We Need Diverse Books!


Recently, at the SCBWI conference in Los Angeles, I learned about a group organized to promote diversity in books In my view, diversity is anything new and different from my own life. Cultures, countries, past, present, yes, even future.  The list is endless. All fascinate me.   

SALT, A Story of Friendship in a Time of War,  by Helen Frost, Frances Foster Books, Farrar Straus Giroux, 2013

This well researched novel in verse is set in the Indiana Territory in late summer of 1812. It is told from the point of view of two twelve year old boys who are like many boys their age today, content to spend their time hunting, fishing, and exploring the forest around their homes.

Anikwa’s ancestors have lived in the Miami village of Kekionga for centuries.  James is the son of a trader who sells supplies to both the Native American community and the soldiers and their families who live inside the fort known as Fort Wayne. Salt is one of the most prized commodities for both sides of the stockade.

Such a peaceful picture changes when the British and Americans lay claim to the land of Anikwa’s forefathers.  Warring factions assemble. James’s father must close his trading post and move his family inside the fort.  The supply of salt ends abruptly for the Miami tribe.

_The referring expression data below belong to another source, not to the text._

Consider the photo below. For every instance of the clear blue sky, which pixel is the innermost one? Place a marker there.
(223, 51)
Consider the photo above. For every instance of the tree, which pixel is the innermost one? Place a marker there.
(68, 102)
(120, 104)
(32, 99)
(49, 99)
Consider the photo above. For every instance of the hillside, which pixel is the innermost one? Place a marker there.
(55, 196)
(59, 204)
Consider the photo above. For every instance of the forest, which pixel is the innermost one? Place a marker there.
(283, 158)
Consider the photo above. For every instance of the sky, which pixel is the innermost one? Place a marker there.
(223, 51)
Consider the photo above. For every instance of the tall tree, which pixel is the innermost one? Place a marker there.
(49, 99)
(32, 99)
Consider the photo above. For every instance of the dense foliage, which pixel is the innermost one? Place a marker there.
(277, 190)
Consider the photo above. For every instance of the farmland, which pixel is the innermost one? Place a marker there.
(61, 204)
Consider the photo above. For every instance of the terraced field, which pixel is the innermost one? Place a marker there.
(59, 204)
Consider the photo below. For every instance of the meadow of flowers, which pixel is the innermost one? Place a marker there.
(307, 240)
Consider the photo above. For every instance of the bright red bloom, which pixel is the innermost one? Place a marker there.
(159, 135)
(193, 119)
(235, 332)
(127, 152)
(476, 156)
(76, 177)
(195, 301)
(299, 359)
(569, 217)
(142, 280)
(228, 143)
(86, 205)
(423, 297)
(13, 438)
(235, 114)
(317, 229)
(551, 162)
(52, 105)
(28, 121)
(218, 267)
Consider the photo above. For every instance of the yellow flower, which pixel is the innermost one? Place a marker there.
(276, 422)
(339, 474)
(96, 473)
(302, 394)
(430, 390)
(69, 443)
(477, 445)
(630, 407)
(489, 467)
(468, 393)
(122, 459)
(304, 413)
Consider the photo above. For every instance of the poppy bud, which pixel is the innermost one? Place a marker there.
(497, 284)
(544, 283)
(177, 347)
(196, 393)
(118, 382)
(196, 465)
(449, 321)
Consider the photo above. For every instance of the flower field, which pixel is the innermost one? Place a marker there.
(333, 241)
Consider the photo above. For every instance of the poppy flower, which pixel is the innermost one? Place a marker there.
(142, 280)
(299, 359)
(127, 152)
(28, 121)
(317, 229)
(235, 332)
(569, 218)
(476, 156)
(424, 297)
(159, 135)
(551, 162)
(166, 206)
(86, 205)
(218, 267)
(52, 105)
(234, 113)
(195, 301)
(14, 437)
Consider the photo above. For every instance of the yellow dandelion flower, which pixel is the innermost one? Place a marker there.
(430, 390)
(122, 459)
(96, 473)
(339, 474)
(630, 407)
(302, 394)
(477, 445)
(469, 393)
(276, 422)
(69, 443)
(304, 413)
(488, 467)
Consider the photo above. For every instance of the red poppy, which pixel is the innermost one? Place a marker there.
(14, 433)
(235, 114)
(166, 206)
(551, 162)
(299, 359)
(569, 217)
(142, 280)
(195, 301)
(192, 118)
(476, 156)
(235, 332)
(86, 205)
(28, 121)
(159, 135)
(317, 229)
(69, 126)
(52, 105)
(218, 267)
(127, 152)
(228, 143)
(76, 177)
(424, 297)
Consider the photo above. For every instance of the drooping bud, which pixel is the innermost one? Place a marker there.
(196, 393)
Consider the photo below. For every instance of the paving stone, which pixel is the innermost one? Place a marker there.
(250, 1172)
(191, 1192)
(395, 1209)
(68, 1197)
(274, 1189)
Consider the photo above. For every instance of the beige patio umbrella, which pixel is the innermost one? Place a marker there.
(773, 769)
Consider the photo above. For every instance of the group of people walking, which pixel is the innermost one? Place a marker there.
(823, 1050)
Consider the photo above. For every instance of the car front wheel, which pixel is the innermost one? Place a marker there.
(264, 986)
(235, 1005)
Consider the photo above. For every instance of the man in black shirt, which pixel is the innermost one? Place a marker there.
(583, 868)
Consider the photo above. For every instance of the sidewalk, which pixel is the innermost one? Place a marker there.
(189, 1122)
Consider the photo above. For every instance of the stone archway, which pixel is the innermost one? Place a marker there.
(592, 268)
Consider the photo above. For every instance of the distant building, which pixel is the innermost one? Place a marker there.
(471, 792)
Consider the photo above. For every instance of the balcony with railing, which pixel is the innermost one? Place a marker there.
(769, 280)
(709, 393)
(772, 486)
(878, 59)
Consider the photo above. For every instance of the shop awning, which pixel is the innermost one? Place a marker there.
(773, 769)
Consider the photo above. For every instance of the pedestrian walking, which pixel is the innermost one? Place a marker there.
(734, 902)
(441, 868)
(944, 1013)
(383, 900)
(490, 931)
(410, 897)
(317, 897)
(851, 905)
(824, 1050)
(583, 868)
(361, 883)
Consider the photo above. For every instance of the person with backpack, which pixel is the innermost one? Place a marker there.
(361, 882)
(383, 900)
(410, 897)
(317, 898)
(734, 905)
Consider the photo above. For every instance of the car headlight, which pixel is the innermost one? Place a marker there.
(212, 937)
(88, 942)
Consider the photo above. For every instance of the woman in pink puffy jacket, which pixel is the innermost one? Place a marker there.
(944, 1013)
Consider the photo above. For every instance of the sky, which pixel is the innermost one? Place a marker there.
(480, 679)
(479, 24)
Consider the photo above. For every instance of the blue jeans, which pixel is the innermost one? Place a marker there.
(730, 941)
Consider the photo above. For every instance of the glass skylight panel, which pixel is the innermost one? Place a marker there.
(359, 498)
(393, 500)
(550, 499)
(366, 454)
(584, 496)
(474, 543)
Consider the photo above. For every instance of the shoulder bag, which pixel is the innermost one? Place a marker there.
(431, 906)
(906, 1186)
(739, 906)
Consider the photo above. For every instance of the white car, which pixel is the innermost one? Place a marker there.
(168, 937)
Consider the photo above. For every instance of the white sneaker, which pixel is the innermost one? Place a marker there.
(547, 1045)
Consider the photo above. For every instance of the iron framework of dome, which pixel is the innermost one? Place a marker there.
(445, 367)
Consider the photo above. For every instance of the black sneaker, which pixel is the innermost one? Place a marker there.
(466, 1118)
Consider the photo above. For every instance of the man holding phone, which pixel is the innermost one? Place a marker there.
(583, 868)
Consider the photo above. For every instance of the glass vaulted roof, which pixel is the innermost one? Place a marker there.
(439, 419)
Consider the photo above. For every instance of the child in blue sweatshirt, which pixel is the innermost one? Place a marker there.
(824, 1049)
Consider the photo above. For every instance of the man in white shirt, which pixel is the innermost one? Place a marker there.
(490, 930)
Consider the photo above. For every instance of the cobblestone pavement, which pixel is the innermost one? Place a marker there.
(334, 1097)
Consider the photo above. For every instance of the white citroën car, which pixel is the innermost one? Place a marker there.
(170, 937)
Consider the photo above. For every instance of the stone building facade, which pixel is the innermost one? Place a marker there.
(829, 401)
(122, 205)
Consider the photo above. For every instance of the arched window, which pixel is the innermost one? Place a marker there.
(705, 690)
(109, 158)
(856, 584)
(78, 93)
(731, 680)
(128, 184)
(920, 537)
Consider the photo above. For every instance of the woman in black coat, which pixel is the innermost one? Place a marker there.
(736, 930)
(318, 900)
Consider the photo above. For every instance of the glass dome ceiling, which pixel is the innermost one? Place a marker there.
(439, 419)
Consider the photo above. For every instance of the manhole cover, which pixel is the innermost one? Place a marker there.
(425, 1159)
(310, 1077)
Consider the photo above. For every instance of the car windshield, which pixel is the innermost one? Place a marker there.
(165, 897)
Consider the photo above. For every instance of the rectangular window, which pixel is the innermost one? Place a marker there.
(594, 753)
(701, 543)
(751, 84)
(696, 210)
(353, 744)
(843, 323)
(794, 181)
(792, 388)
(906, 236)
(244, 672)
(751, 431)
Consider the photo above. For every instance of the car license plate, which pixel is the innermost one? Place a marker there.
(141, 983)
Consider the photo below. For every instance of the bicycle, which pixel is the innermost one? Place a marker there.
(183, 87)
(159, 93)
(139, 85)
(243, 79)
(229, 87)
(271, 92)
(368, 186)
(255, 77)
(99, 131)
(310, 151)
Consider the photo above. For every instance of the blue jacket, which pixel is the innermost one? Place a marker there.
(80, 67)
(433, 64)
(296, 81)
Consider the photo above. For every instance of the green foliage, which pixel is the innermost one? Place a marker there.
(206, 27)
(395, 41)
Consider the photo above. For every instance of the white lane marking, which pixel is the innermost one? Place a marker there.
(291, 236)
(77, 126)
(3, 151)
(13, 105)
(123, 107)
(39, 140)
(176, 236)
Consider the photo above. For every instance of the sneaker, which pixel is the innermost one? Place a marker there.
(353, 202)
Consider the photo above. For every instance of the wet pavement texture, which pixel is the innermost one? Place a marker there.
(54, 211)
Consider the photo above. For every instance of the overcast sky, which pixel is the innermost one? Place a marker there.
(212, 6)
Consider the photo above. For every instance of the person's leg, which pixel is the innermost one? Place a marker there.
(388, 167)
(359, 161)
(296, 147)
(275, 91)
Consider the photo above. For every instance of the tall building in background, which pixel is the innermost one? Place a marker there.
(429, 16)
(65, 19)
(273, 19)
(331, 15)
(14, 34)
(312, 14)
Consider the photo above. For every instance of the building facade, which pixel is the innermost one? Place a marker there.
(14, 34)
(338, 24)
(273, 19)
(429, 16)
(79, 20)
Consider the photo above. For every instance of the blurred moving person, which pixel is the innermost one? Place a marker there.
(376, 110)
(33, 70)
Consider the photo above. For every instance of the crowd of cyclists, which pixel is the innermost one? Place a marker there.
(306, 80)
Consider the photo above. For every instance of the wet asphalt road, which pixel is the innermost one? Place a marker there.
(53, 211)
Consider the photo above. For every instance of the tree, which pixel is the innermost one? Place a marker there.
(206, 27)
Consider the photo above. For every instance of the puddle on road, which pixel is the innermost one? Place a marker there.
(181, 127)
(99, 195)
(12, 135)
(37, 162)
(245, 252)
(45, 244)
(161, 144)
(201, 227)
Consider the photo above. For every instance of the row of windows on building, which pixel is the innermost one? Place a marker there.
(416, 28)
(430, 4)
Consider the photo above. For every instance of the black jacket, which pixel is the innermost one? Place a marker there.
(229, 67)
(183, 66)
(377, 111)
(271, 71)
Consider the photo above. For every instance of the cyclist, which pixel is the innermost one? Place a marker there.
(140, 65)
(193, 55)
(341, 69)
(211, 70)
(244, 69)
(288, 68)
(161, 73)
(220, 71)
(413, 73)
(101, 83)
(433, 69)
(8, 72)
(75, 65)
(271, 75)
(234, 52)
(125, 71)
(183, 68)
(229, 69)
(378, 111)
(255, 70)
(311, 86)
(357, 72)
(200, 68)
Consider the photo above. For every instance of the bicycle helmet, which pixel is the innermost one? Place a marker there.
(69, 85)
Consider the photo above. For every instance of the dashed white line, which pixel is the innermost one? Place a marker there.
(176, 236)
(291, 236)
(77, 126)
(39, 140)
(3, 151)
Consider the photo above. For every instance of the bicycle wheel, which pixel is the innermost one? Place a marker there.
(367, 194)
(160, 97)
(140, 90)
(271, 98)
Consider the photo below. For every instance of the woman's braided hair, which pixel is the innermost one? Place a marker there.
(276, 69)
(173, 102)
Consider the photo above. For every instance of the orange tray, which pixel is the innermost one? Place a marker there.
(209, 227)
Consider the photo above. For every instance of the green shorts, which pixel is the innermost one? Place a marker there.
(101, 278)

The boys, who are fictional, tell their stories in a distinct verse form. The author tells us Anikwa’s poems are “shaped like patterns of Miami ribbon work,” James’s poems began as an image of the stripes on an American flag. In the author’s words, “As I discovered the two voices, the pulse-like shape of Anikwa’s poems wove through the horizontal lines of James’s poems, and the two voices created something new that held the story as it opened out.” Here and there, as if to bring out the flavor of the boys’ friendship and surroundings, the author places poems about salt, how the deer leads man to find it, how man uses it, and how it tastes in the tears of those impacted by war.

Helen Frost is the award winning author of  Keesha’s House, a Michael L. Printz Honor Book, and Diamond Willow which won the Lee Bennett Hopkins Poetry Award. She lives in Fort Wayne, Indiana.
 
A glossary of Miami (Myaamia) words is included and the author gives credit and thanks to the Myaamia Center  a rich source of maps, language, and historical and cultural information located at Miami University in Oxford, Ohio.

This is a diverse book. I think we need more. What do you think?